At age 61 the confusion was over -- Sandburg published his four volume biography of Abraham Lincoln which became an instant classic and yielded awards and honors including some ten or eleven doctoral degrees. Not bad for a folksinger who rode the rails in the 30s and was considered an "imagist" poet of the 20s, a figure of the American imagination whom America had the utmost trouble pegging and putting into a convenient library category.
I found a mint copy of The American Songbag, Sandburg's tribute to our national folklore in song, in a small library in Indianapolis. The librarian had no idea what it was and what it was worth. I told her, "Its worth is incalculable." She replied, "Maybe I shouldn't have it out on the regular shelves then."
Sandburg said as he got older, "I am more suspicious of adjectives than at any other time in all my born days." His writing became bare bones but the rhythm of it was uniquely Sandburg and I think he got that spoken music from the people he grew up with, the Swedish American storytellers whose pauses were full of meaning and whose phrases came from the ancient bards who recited the sagas and never missed a beat.

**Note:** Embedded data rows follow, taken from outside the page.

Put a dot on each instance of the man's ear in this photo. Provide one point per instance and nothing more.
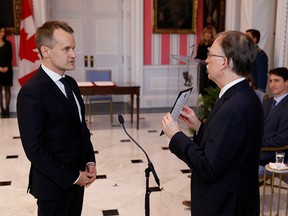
(225, 63)
(44, 51)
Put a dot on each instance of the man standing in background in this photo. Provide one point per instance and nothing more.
(52, 126)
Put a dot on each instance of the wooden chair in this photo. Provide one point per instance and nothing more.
(94, 76)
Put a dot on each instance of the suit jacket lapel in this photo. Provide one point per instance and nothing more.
(50, 85)
(220, 102)
(269, 113)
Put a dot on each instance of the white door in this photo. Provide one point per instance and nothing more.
(98, 31)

As he looked back on his life, Sandburg commented that he'd forgotten the meaning of "... twenty or thirty of my poems written thirty or forty years ago." He claimed that all his life he'd "... been trying to learn to read, to see and hear, and to write."
At sixty-five, he wrote his first novel. It took him five years to finish it.
Growing older still Sandburg became the sort of official poet laureate of the plains and along with Robert Frost, the greatest oral reader of poetry alive. Without Sandburg there wouldn't have been a Ginsberg or, for that matter, a raging pile of nonstop verses called Howl.
Carl Sandburg hoped to live to be 89, the same age of Hokusai. Sandburg's paraphrase of Hokusai's farewell to earth and sky ends like this: "If God had let me live five years longer I should have been a writer." Sandburg made it to 89 just as he wished.
I think some of our younger writers, God bless 'em, could learn something from old Hokusai and Old Sandbuggy, as I heard someone say. It gets better. It just gets better -- if you have the patience for it.